The sheer variety of the album is actually something to be admired, considering it’s only eight tracks and clocks in at just under half an hour. The album finishes about as quickly as it starts. Nothing sticks out as overstaying its welcome on the album, and with any extra tracks or longer songs it may have changed the attitude of the album entirely. It’s a perfect number of songs for the concept.
The music itself isn’t quite as perfect, for both intentional and unintentional reasons. When pinpointing at the intentional imperfections, the album resonates with the vibe of being recorded live and without rehearsal rather than being heavily edited, giving the rock ‘n’ roll vibe that much more emphasis. It especially works on upbeat songs like Anna and Witness.
The unintentional imperfections mostly revolve around songs that just don’t match the quality of the others. Something’s Coming takes a while to get your head around, with the mixture of the screeching guitars, plodding bass and lively piano playing struggling to work together yet not coming to any agreements. Additionally, Sing To Me slows the album down a little too much near the end, more so than Finish What I Started did at the front of the album. It’s almost a disservice to Witness, the high-energy ending track that almost falls off due to its precursor but punches back through with its call-and-response chorus and generally infectious melody.
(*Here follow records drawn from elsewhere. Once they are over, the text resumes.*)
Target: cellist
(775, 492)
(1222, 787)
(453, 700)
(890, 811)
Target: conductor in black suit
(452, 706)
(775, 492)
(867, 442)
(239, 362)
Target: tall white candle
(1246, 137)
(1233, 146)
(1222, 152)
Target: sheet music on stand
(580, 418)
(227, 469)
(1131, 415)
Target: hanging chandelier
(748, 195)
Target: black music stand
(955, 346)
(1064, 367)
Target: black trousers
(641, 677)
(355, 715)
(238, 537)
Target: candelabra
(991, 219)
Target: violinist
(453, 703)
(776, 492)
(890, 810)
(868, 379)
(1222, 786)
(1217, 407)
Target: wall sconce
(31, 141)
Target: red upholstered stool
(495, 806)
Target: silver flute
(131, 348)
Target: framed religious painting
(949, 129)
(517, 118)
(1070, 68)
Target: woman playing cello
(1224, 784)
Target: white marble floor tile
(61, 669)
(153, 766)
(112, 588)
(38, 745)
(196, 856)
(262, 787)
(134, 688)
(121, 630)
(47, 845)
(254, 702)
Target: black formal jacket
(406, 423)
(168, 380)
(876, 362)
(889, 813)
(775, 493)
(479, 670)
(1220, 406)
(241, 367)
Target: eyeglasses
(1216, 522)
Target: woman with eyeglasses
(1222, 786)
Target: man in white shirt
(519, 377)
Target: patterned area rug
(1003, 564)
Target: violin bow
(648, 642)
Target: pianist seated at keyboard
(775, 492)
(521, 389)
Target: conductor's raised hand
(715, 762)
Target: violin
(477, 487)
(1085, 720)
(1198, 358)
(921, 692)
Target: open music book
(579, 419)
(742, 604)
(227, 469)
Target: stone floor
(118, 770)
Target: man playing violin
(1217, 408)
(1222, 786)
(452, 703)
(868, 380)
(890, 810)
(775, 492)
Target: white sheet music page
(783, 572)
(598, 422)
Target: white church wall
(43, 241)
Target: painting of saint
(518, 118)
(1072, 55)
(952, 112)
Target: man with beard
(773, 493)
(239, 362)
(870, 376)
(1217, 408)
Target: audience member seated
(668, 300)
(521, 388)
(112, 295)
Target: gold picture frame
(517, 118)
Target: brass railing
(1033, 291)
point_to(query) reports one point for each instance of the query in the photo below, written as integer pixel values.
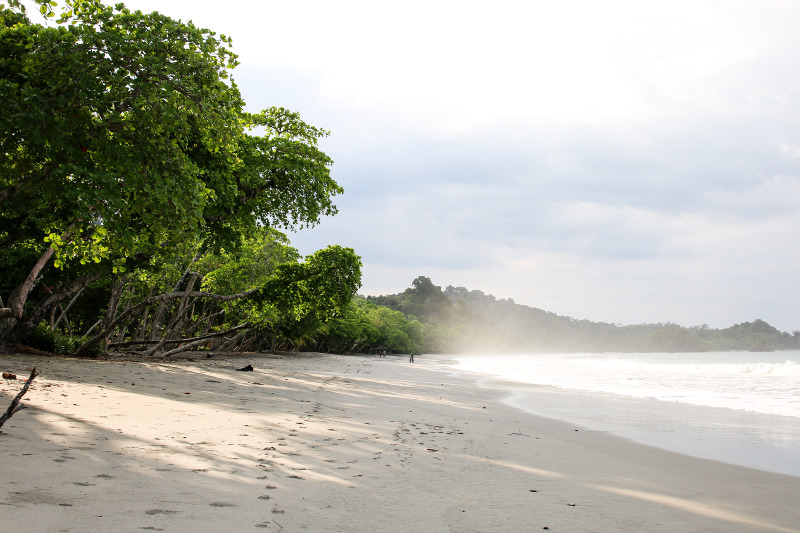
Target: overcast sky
(620, 161)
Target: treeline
(138, 197)
(456, 320)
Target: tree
(123, 132)
(305, 296)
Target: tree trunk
(9, 316)
(103, 335)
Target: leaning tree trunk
(9, 316)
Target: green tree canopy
(123, 132)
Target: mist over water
(737, 407)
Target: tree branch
(14, 407)
(150, 301)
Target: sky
(619, 161)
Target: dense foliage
(457, 319)
(135, 199)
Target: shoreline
(340, 443)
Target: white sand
(344, 444)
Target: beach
(314, 442)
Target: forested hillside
(457, 319)
(139, 200)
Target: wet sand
(338, 443)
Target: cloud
(621, 161)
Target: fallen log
(15, 406)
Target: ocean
(737, 407)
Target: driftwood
(15, 406)
(150, 301)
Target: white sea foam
(751, 381)
(758, 424)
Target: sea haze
(736, 407)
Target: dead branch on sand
(15, 406)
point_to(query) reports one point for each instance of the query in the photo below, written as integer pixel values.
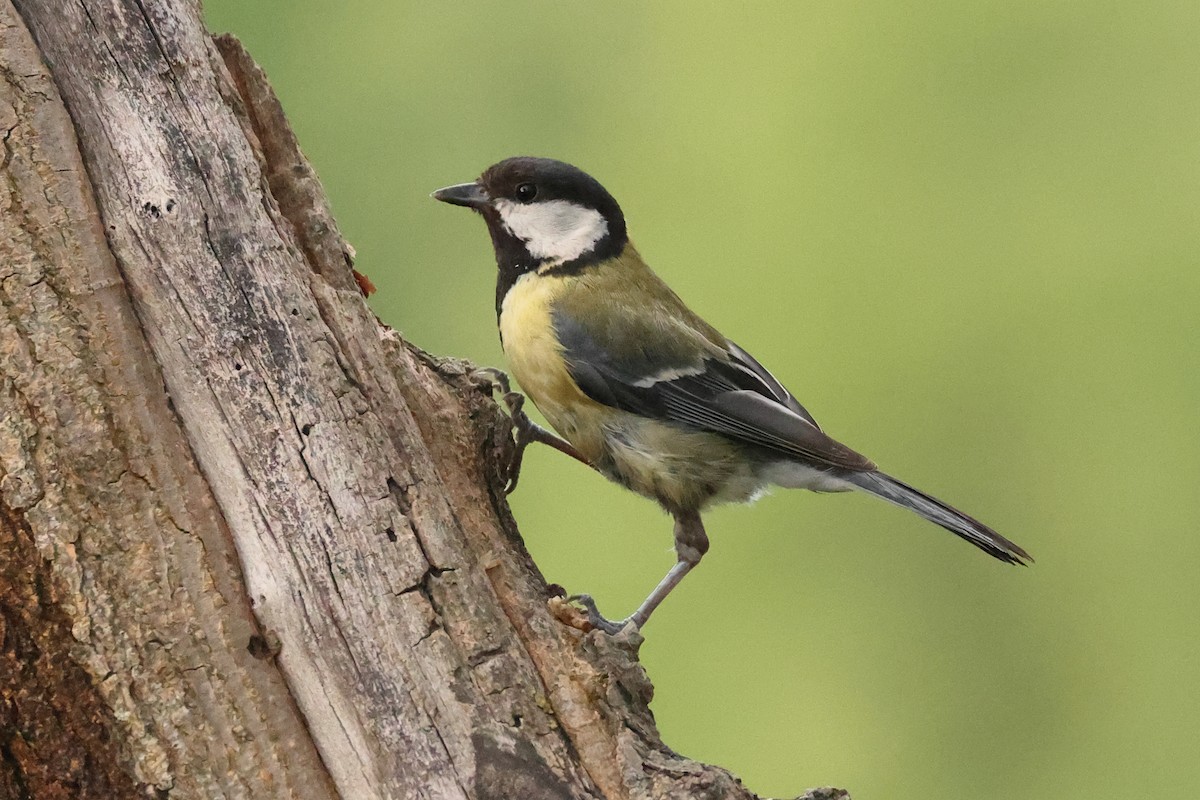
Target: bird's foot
(597, 620)
(526, 429)
(492, 380)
It’s the upbeat songs that save the album. The aforementioned Witness and What I Want especially sound at home on such a short album, keeping the energy high rather than dragging it out. Son Of God and Take My Side’s general rock sound work well both opening the album and marking the halfway point, and Finish What I Started fits the general mood perfectly in comparison to Sing To Me.
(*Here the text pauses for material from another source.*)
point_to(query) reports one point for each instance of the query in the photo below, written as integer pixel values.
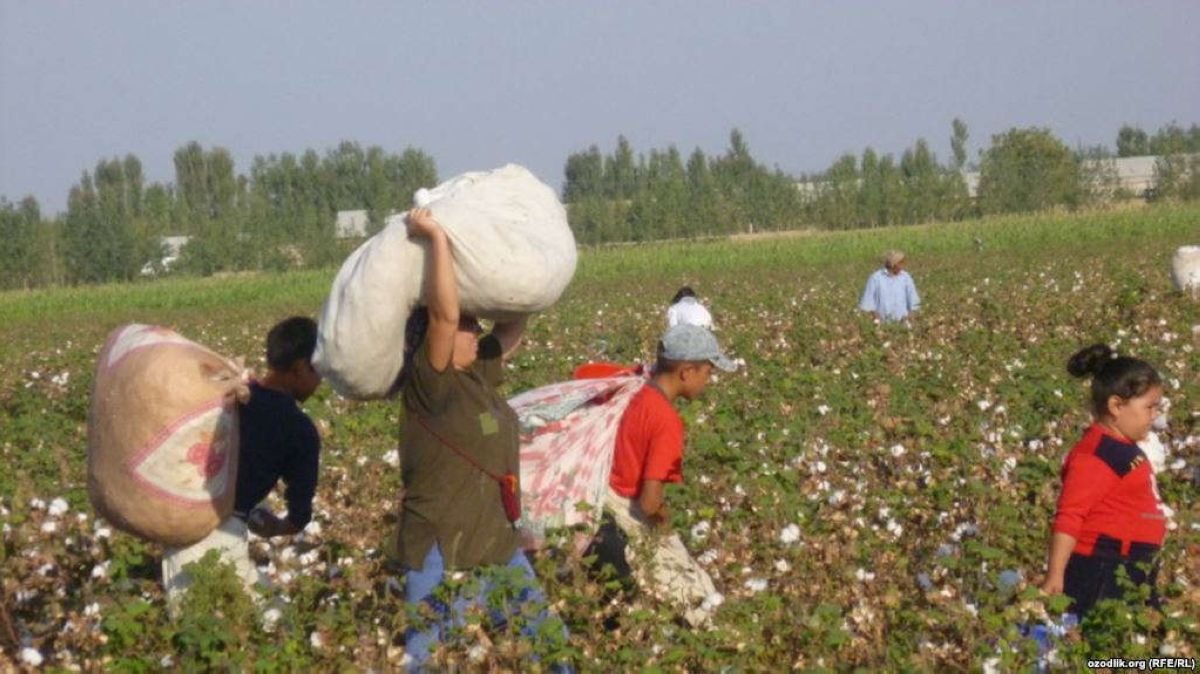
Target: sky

There are a lot of strong songs on Policy. The issue is that they’re dragged down by a few that are at odds with the majority, and while it might not have presented a problem on a longer album the short run time suffers due to their presence. But the album is still worth a listen. It’s guaranteed to have something for fans of rock, and Will Butler has both the voice and the attitude to sell the music perfectly. Policy isn’t perfect, but it’s definitely a strong debut.